David hatte ihn erkannt, es war William. Sein Blick glitt an ihm herunter, dann blieben seine Augen an einem Armband haften. Das Band kam ihm bekannt vor. Es sah genauso aus wie das, das er seiner Frau zum letzten Hochzeitstag geschenkt hatte. Aber warum trug der Mann das Armband von Kate? Seine Augen folgten den Arm, an dem es befestigt war. Doch der Arm entfernte sich von dem alten Mann und verschwand in dem Sack, der vor ihm lag. Eine düstere Ahnung erschlich David und schnürte ihm die Kehle zu. Ein erstickter Laut verließ seinen Mund, als er sich langsam auf die Knie fallen ließ. William hob erneut den Kopf. Diesmal lief eine Träne über sein rußgeschwärztes Gesicht und zog eine verschmierte, hellgraue Spur nach sich. David streckte die Hand aus. Der Arm, der das Armband trug, war noch warm. Seine Finger glitten über die Haut auf den Sack zu. Doch das war kein Sack, es war nur eine Plane. Seine Finger krallten sich um den Rand des Plastiks und bohrten sich in seinen Handballen. Langsam zog er die Folie zurück und erkannte die blonden Locken, die er so geliebt hatte.

»Kate«, winselte er kaum hörbar. Er zog die Plane zur Seite, bis er den Oberkörper aufgedeckt hatte.

»Neeeeiiiiin!« Der Schrei ging im Fauchen der Flammen unter. Sein Kopf fiel auf Kates Schulter und seine gurgelnden Laute erstickten in den verbrannten Kleidern, die sie am Körper trug.
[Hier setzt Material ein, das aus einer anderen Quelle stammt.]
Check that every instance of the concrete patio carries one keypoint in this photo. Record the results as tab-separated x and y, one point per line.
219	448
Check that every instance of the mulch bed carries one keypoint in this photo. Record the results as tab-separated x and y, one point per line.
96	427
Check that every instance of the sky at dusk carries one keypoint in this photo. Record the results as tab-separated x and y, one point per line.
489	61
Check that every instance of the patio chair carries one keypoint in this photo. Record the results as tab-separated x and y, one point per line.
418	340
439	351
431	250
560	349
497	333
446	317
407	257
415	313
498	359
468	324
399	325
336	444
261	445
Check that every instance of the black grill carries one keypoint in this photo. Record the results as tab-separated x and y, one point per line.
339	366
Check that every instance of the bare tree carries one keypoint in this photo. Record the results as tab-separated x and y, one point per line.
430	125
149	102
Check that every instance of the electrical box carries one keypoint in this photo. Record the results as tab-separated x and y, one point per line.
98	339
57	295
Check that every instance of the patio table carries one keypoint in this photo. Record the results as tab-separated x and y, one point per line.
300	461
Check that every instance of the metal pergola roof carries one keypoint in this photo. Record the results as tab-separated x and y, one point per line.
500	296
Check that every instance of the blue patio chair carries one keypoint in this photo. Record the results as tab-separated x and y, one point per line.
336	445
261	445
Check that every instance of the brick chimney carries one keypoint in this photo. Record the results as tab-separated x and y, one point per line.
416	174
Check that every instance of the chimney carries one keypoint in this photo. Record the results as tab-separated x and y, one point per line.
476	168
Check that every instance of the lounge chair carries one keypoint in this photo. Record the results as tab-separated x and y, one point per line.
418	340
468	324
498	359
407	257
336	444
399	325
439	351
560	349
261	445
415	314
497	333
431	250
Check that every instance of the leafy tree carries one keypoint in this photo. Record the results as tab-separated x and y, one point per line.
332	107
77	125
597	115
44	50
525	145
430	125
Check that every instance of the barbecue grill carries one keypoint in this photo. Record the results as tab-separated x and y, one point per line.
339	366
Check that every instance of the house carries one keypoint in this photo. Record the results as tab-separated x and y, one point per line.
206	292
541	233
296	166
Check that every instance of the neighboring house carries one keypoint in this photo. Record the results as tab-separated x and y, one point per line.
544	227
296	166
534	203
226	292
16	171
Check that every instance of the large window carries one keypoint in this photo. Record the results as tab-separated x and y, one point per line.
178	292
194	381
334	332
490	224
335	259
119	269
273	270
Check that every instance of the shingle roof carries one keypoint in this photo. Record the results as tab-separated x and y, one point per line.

Nur eine Sekunde später schreckte er hoch und mit dem Namen seiner Tochter auf den Lippen wollte er sich gerade zu William umdrehen, als er spürte, wie sich eine Hand auf seine Schulter legte und die Finger nach Aufmerksamkeit riefen. Er drehte den Kopf und blickte William mit tränenunterlaufenen Augen an. William deutete mit einem Nicken zur Straße. David richtete den Oberkörper auf und wandte sich um. Auf der Straße stand ein Mädchen. Die langen blonden Haare hingen wild um ihren Kopf, die Kleidung war völlig verstaubt.

»Papa?«

Tock, Tock, Tock.

In weiter Ferne vernahm er ein Klopfen, das kräftige Knarren der Holztür seines Büros klang schon deutlich näher und das darauffolgende laute Schließen der Tür holte ihn endgültig aus seinen Gedanken zurück.

»David?«

Frank ging direkt auf den Schreibtisch zu, hinter dem David saß. In der Hand hielt er ein Papier.

»Neue Informationen aus Stockholm.«

»Und?«, fragte David, der noch nicht ganz aus seiner schrecklichen Vergangenheit zurück war, teilnahmslos. Doch nur den Bruchteil einer Sekunde später hatte er begriffen, dass dieses Blatt Papier das war, worauf er seit zwei Tagen wartete und sprang überraschend flink auf.

»Zeig her«, sagte er und strecke Frank fordernd die Hand entgegen.

»Keine guten Neuigkeiten«, sagte Frank, und während David den Inhalt las, sprach er weiter. »Carl hatte einen schweren Unfall. Sie konnten ihn zwar noch aus dem brennenden Fahrzeug ziehen, aber es sieht nicht gut aus. Sein Fahrer konnte nicht mehr gerettet werden und der Wagen brannte völlig aus. Carl hatte zwei Koffer dabei, die beide stark in Mitleidenschaft gezogen wurden. Einen Teil der Unterlagen konnten die Schweden aber vor der endgültigen Vernichtung bewahren.«

»Ist noch irgendwas verwertbar?« David beschlich ein ungutes Gefühl.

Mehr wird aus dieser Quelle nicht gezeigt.